Seasonality is critical for the media. End-of-year wrap-ups, best books for the summer, things to do this weekend — they’re all methods to note not only the passage of time, but also to begin to set the tone for what is about to come.

Everyone covered the end of the 2010s with aplomb, a decade that, at least in tech, was filled with huge milestones, including some of the largest startup IPOs of all time and also some of the worst lows we’ve ever seen — frauds and product snafus that were larger and grander than ever before.

Those retrospectives though were supposed to be complemented with the prospectives — what’s about to happen in the 2020s? What’s next? Where is progress and innovation going to come from this decade? We barely got this decade going of course before the pandemic hit, the U.S. elections got into full swing, and it has been non-stop debates about school openings, stump speeches, and whether a vaccine will arrive soon, shortly, distantly, or I guess never at all.

Our collective long-term vision has been terrorized by the short-term news that constantly rolls through our feeds. It’s time to change that.

Regardless of the outcome next week (or maybe next month?) in the U.S. or the final vaccine timeline for COVID-19, we still need to define what this next decade is about, particularly in technology, where the list of issues is widening and the number of sectors that have the potential for innovation expands. We need to think beyond the mundane daily operational challenges of startups and fundraises and consider the values we want to empower and inform in the years ahead.

Many of these questions go beyond mere “apps” to encompass areas of law, culture, societies, and ultimately, what we want to leave for the next generations coming behind all of us.

Over on EC, I’ve written a deep dive into five broad “clusters” of change that have the potential to transform our world in the 2020s, in areas like “wellness,” “climate,” “data society,” “creativity,” and “fundamentals” that each hold so many startups ideas that I truly am excited about what’s about to be unleashed this decade.

Yet, whether you like my amorphous groupings or not, I encourage everyone in the startup ecosystem to begin thinking about how to connect the dots between different startups, different sectors, and how our society is organized.
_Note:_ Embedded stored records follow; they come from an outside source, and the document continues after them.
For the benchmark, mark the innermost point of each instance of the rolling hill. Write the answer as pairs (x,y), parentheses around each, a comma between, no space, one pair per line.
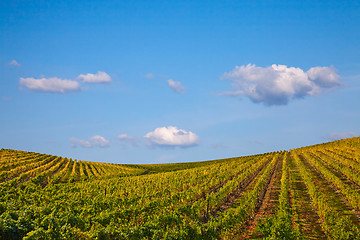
(306,193)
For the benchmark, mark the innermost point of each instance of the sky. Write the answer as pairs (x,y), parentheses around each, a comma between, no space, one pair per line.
(177,81)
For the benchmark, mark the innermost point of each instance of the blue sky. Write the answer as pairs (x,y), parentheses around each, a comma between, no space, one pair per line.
(176,81)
The next generation of startup ideas are not going to come from the proverbial whiteboard and some Swift engineering in Xcode. They’re going to come from much more methodical and deeper introspection about what our society and all of us need going forward.

The 2010s were all about executing on the dreams of mobile, cloud, and basic data. Those ideas had historical antecedents going back in some cases decades or more (Vannevar Bush’s description of the internet dates to the 1940s, for instance). But for the first time, we had the infrastructure and the users to actually build these products and make them useful. It was quite possibly the most extensive greenfield opportunity in the history of technology.
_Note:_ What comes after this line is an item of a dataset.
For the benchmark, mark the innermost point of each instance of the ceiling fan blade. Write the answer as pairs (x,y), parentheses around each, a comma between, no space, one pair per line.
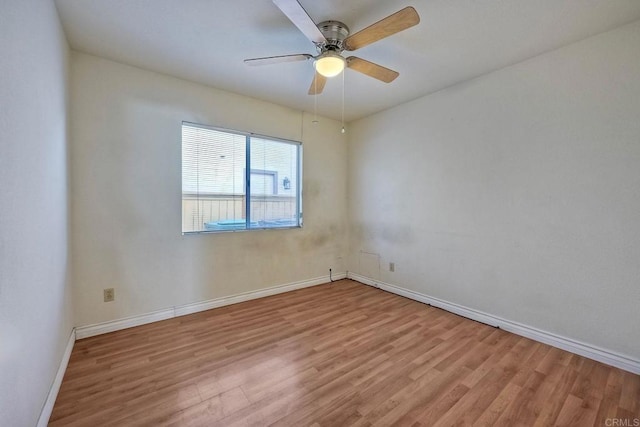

Yet, that greenfield is increasingly fallow. Business has cycles and seasonality as much as media reporting does. The easy stuff has been done. Building an app to text people has been done by dozens before. There are a multitude of analytics packages, and payroll providers, and credit card issuers, and more. What’s required this decade is to start to encroach on the harder questions, topics like how we build a better society, make people more empowered to do deep and creative work, and how we can build a more resilient and sustainable planet for all.

None of these topics have pure point solutions — but that is what is going to make this coming decade so damn interesting. It’s going to take intense collaboration, multiple inventions and products, as well as legal and cultural changes, to realize these next improvements. If you have grown sick (as I have) of the latest apps and SaaS products du jour, this decade is going to be an amazing one to experience and build.
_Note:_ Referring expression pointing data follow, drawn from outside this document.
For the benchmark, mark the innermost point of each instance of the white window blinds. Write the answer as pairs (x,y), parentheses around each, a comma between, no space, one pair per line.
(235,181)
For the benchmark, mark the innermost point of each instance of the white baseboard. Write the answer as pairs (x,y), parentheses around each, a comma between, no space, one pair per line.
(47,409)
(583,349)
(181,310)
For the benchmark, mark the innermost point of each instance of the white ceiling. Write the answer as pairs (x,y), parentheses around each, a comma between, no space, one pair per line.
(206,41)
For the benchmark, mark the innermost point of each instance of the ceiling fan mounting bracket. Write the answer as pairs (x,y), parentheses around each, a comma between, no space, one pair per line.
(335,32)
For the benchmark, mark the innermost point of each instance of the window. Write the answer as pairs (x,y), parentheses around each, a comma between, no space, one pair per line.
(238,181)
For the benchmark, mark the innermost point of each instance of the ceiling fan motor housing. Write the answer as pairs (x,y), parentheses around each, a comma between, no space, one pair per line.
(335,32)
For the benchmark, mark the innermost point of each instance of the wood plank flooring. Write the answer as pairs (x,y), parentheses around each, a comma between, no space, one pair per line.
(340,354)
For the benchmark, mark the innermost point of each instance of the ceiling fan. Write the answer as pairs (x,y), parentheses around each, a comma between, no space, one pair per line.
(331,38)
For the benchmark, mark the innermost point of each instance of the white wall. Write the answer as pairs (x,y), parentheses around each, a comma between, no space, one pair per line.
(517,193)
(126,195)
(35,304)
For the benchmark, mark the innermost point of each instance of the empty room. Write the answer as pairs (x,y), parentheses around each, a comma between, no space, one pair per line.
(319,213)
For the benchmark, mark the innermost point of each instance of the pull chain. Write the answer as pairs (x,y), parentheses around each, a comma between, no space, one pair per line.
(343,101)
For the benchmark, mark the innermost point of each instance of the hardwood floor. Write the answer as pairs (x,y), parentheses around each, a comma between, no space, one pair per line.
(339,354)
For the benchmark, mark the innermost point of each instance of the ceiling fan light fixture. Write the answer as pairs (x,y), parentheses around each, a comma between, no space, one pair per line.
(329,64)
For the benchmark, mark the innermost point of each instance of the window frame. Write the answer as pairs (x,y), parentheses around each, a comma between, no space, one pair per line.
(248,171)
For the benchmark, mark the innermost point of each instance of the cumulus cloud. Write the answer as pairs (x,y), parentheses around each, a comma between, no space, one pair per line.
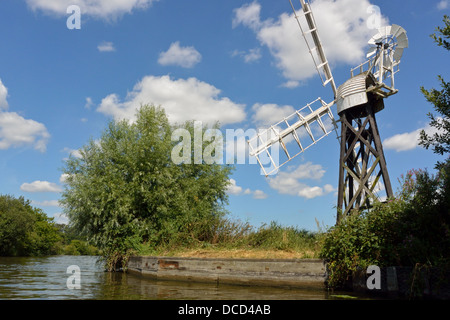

It’s a new season to lift our heads up a little and look around. The world, yes, is filled with problems — terrible, horrible, and stultifying problems that can at times feel all but insurmountable. But human ingenuity has always found a way, and we have never had such an extensive toolbox to confront all of them simultaneously. If the 2010s were all about humans learning technology, the 2020s is all about technology learning about humans.